Em 2020, enquanto a pandemia de Covid-19 se alastrou, uma epidemia em constante crescimento continuou a queimar seu caminho pelos Estados Unidos. A violência armada roubou as vidas de 45.222 americanos naquele ano fatídico, o pior ano registrado para mortes por armas de fogo até aquele momento.
O caminho que leva a cada uma dessas mortes é complexo e em camadas. Cada americano morto por uma bala, cada família sofrendo com seu ente querido, merece seu próprio livro. Nunca pensei que seria alguém que escreveria uma história dessas.
Sou um médico de emergência dono de uma arma, pai e primo de um homem que foi morto a tiros. Se não fosse pela National Rifle Association declarando em 2018 que médicos, como eu, devem “ficar na sua pista” e ficar quietos sobre o número de vítimas dessa praga, eu não teria escrito sobre esse assunto. No entanto, a violência armada consome minha vida. Vejo vítimas de violência armada de tragédias familiares — crianças, adolescentes e adultos — quase todos os dias.
Lidar com a violência e a morte é o dever de qualquer um que já teve que curar os ferimentos de uma vítima de tiro, tentar medidas heroicas na enfermaria de trauma, cuidar meticulosamente dos feridos na unidade de terapia intensiva ou admitir a derrota na frente de seus entes queridos. Não encontrei sensação pior do que ter que contar a uma mãe ou a um pai que seu filho foi morto por uma bala. Praticamos e aperfeiçoamos a medicina baseada em evidências há décadas. Deveríamos praticar da mesma forma a política de saúde baseada em evidências. No que diz respeito às armas, algumas dessas evidências já existem.
Como médico, entendo as limitações da ciência. A melhor pesquisa, pelo menos na esfera biomédica, geralmente requer as descobertas de ensaios clínicos randomizados, mas executá-los para formulação de políticas geralmente não é viável. Em saúde pública, a próxima melhor opção é um experimento natural, no qual uma jurisdição implementa uma política e uma jurisdição próxima semelhante não, e os formuladores de políticas podem observar a diferença.
A RAND Corporation’s A ciência da política de armas—uma síntese da pesquisa sobre a política de armas dos EUA—normalmente depende desses tipos de estudos para informar sua análise.
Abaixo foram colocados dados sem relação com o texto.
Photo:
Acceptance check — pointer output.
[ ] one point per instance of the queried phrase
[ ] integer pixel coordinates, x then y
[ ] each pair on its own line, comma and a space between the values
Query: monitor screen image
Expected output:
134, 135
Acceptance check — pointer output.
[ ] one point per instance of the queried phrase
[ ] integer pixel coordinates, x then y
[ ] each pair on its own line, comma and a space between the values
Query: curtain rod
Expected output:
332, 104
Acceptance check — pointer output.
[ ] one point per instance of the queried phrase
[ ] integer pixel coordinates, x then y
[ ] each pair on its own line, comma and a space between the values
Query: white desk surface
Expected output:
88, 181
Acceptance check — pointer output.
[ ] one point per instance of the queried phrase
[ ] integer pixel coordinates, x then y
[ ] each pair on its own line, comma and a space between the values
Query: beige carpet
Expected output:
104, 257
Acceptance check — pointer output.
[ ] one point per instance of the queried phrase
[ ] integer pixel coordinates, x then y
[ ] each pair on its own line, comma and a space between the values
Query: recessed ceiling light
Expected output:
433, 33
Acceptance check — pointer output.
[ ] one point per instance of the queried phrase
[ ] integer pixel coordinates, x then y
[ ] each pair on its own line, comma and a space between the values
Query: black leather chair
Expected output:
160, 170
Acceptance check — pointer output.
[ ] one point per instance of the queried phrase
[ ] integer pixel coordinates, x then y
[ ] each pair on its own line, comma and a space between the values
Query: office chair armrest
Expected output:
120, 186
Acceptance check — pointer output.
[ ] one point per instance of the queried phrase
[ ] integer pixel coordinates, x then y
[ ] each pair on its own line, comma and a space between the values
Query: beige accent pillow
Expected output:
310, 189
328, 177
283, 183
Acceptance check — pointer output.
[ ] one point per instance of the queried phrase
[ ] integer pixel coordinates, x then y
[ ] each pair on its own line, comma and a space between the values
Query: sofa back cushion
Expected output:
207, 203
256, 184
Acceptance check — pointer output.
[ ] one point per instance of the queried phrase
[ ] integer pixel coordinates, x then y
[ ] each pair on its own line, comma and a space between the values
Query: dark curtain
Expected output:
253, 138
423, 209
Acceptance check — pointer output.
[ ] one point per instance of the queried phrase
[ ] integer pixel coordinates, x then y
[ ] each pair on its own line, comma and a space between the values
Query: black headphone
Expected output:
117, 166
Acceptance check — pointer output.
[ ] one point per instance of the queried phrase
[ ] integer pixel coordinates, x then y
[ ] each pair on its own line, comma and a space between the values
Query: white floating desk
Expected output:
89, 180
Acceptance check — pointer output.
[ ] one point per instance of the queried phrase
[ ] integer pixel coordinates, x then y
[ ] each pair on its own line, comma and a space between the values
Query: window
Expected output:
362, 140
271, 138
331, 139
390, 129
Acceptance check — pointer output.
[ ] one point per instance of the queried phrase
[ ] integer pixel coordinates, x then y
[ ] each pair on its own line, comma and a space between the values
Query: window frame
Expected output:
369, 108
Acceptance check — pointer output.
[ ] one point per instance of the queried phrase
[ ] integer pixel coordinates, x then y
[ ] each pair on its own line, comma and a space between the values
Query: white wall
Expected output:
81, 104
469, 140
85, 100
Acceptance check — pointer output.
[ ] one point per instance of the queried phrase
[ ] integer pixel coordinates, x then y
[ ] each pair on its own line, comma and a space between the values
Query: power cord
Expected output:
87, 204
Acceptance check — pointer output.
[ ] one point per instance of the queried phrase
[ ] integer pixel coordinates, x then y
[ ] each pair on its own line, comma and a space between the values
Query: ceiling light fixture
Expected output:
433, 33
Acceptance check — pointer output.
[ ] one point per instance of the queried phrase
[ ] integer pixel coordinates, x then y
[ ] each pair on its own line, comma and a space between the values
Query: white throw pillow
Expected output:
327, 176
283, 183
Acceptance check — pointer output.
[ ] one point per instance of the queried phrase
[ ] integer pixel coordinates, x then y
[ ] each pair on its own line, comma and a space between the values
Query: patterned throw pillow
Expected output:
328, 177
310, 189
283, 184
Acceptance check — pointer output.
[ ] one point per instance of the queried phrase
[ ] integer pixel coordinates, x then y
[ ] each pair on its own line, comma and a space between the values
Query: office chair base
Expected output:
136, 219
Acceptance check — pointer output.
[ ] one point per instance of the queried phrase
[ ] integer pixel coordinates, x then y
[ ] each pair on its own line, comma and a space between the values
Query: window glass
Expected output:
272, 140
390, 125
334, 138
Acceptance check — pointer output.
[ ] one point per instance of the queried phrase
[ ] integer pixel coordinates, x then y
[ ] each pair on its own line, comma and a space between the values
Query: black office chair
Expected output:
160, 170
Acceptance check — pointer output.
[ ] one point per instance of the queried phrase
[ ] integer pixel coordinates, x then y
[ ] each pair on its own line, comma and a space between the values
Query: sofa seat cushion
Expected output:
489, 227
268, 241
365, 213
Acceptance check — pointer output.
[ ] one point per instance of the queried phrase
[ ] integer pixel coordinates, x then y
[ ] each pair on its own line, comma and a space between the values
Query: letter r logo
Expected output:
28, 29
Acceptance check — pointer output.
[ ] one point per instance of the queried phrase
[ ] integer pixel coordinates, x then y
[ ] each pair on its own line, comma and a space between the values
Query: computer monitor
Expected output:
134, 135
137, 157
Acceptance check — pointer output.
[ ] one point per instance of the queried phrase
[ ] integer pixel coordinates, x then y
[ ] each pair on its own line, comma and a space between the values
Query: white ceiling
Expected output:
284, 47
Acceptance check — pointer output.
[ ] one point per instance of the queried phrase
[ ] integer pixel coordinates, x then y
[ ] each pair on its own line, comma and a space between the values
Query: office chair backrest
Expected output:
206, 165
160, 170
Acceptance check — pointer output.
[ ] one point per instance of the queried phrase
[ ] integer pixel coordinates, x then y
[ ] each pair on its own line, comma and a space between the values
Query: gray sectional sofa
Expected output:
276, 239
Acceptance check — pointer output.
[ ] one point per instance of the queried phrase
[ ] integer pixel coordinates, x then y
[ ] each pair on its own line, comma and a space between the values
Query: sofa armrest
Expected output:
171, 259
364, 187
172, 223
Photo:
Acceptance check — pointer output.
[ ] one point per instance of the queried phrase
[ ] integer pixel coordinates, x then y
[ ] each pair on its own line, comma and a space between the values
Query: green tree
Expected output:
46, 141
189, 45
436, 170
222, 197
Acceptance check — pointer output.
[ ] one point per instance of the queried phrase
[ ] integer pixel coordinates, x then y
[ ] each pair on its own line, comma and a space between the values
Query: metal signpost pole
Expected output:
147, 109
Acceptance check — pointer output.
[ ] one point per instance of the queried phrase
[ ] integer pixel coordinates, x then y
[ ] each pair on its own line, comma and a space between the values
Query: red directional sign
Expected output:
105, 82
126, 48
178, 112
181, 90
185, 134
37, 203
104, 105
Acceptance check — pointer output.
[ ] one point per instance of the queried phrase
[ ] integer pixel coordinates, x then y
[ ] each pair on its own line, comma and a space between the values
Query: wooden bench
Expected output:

Às vezes é inconclusivo, às vezes fraco, às vezes forte em suas afirmações sobre os impactos de várias políticas que podem impactar vidas nesta epidemia de violência armada, mas, no geral, sua análise descreve inúmeras alavancas políticas que nossos atuais legisladores poderiam, e na minha opinião deveriam, implementar rapidamente nos níveis federal, estadual e local. As evidências afirmam que podemos salvar vidas por meio do seguinte:
- Verificações de antecedentes por meio de revendedores licenciados de armas de fogo federais para cada compra de armas de fogo
- Licenças e autorizações para indivíduos que desejam comprar armas
- Aumentar a idade mínima para todas as compras de armas de fogo para 21 anos
- Leis rigorosas de prevenção do acesso de crianças
- Breves períodos de espera
- Ordens de restrição por violência doméstica que exigem a entrega de armas de fogo existentes.
Mas também acredito que há duas leis adicionais que devem ser revogadas. A presença delas na sociedade deve alarmar médicos, defensores e as pessoas que escrevem as leis.
Prescrição política n.º 1: Reverter as leis de defesa da sua posição
Em 26 de fevereiro de 2012, Trayvon Martin, um garoto negro da minha altura e com uma constituição física similar, estava andando por um bairro em Sanford, Flórida, depois de comprar um saco de Skittles e uma bebida. Ele foi essencialmente perseguido pelo capitão de uma patrulha de vigilância do bairro local. Após uma altercação — uma que um despachante do 911 pediu ao vigilante do bairro excessivamente zeloso para evitar — Martin estava caído no chão, morto por um único tiro que atravessou seu coração e pulmão.
Todas as esperanças e sonhos daquele jovem de um dia se tornar um aviador foram derrubados por um homem que eventualmente seria absolvido de assassinato por causa do estatuto de defesa pessoal da Flórida que criou uma cultura de abordagem, provocação e morte. Defender sua posição certamente contribuiu para a morte do jovem.